The teacher himself is a hostage to the bureaucratic requirements that overload his work. He has no less questions to the system than his parents, but it is to him that they eventually go. You can’t approach the director, parent forums are a complete hysteria. The last link is the teacher. So he is ultimately responsible for the reduction of hours in literature, disruptions in the schedule, the endless collection of money — and further down the list. Since he, the teacher, does not care about his personal opinion, even the most progressive one, it is easier for him to operate with quotations from decrees and circulars.

Many parents believe that the best tutor is an honored (and expensive) university professor. But when preparing for the exam, yesterday’s graduate is often more useful

As a result, a communication crisis has matured: no one can say anything to anyone in normal language. The teacher-student relationship in such a situation, I believe, is not the most open.

That is, parents have nothing to dream of mutual trust of participants in the educational process?

On the contrary, we prove that this is possible if we try to figure out some collisions ourselves. For example, learn about such a form of school self-government as parental advice and get a real tool for participating in school life. This allows, for example, to remove the issue of an inconvenient vacation schedule or the wrong place for an elective in the schedule from the agenda and not look for someone to blame.

But your main task is to protect parents from the costs of the educational system?

Yes, we take the side of the parents in any conflict. A teacher who yells at a student loses the presumption of innocence in our coordinate system. After all, teachers have a professional community, a director who is responsible for them, and who are the parents?

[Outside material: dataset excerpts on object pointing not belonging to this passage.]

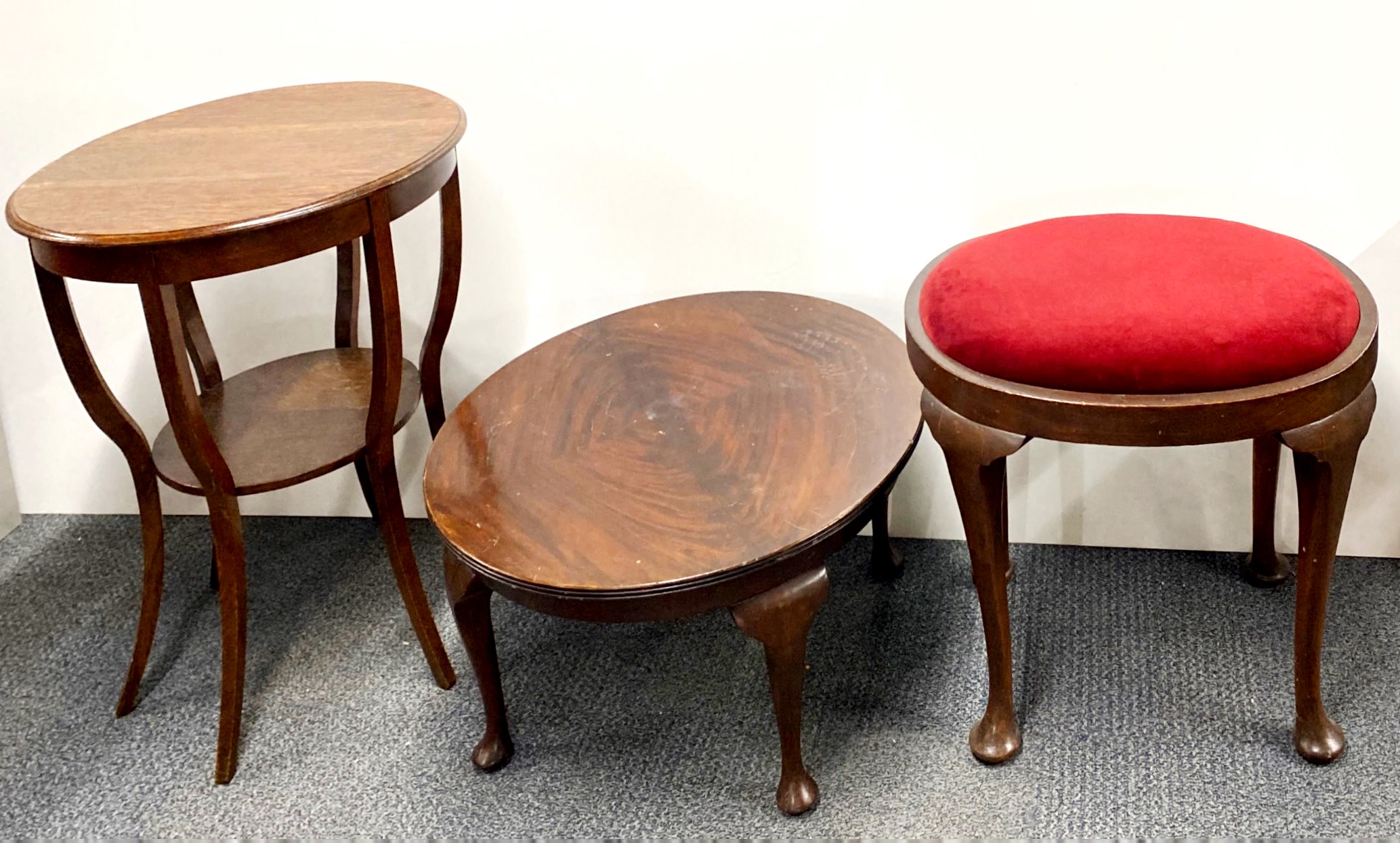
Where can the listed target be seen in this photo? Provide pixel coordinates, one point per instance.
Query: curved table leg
(196, 445)
(887, 562)
(384, 396)
(114, 420)
(780, 621)
(450, 276)
(471, 602)
(1325, 455)
(347, 336)
(1265, 566)
(977, 464)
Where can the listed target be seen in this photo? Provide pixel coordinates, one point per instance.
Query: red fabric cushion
(1139, 304)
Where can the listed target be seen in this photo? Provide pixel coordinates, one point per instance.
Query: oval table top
(237, 164)
(674, 441)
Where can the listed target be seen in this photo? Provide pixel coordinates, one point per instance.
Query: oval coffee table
(675, 458)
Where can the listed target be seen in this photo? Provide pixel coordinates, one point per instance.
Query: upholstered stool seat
(1130, 329)
(1139, 304)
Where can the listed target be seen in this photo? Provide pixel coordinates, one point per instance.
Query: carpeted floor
(1154, 691)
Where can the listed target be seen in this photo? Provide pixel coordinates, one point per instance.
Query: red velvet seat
(1139, 304)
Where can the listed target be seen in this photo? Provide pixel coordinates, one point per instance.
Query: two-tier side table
(230, 186)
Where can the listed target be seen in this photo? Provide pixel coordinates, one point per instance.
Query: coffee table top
(674, 441)
(237, 164)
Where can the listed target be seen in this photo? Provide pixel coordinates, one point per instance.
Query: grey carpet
(1154, 691)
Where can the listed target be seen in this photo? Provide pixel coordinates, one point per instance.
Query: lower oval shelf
(287, 420)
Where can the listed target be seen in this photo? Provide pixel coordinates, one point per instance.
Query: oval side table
(696, 454)
(223, 188)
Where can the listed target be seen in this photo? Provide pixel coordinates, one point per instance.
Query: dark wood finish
(977, 466)
(887, 563)
(779, 619)
(230, 186)
(1265, 566)
(287, 420)
(471, 600)
(1322, 415)
(670, 459)
(673, 443)
(1325, 454)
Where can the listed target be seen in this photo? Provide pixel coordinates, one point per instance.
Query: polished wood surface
(673, 441)
(237, 164)
(232, 186)
(287, 420)
(675, 458)
(1322, 416)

Meanwhile, school is wonderful, perhaps the best years of a person, and if you set realistic goals, you can catch a real buzz (I know from my own experience!), turn 11 years into joint family creativity, find like-minded people, open such resources, including and in themselves, about which the parents did not suspect!

You represent different points of view, but the parent still has to make the choice?

Of course it should. But this is a choice between sound approaches, each of which he can correlate with his experience, family traditions, intuition, in the end. And calm down — you can do this, but you can do it differently, and this is not scary, the world will not turn upside down. To ensure this effect of publications, we show the author’s text to two or three experts. If they have no categorical objections, then we publish it. This is the first principle.

I would categorically forbid parents the phrase: «We grew up, and nothing.» It justifies any inaction and indifference

The second principle is not to give direct instructions. Make parents think, despite the fact that they are counting on specific instructions: “what to do if the son does not eat at school”, point by point, please. We strive to ensure that between despair, indignation and confusion in adults, their own opinion grows, turned towards the child, and not towards stereotypes.

We ourselves are learning. Moreover, our readers are not asleep, especially when it comes to sex education. “Here you are inclined to believe that a pink ice cap for a boy is normal, you criticize gender stereotypes. And then you give 12 films that boys need to see, and 12 for girls. How shoud I understand this?» Indeed, we must be consistent, we think …

Suppose there are no direct instructions — yes, probably, there cannot be. What would you categorically forbid parents?

Two phrases. First: «We grew up, and nothing.» It justifies any inaction and indifference. Many believe that the Soviet school raised incredibly educated people, they teach at Harvard and accelerate electrons in colliders. And the fact that these same people went together to MMM is somehow forgotten.

And the second phrase: «I know how to make him happy.» Because, according to my observations, it is with her that parental madness begins.

What other goal can parents have, if not the happiness of children?

To be happy yourself — then, I think, everything will work out for the child. Well, that’s my theory.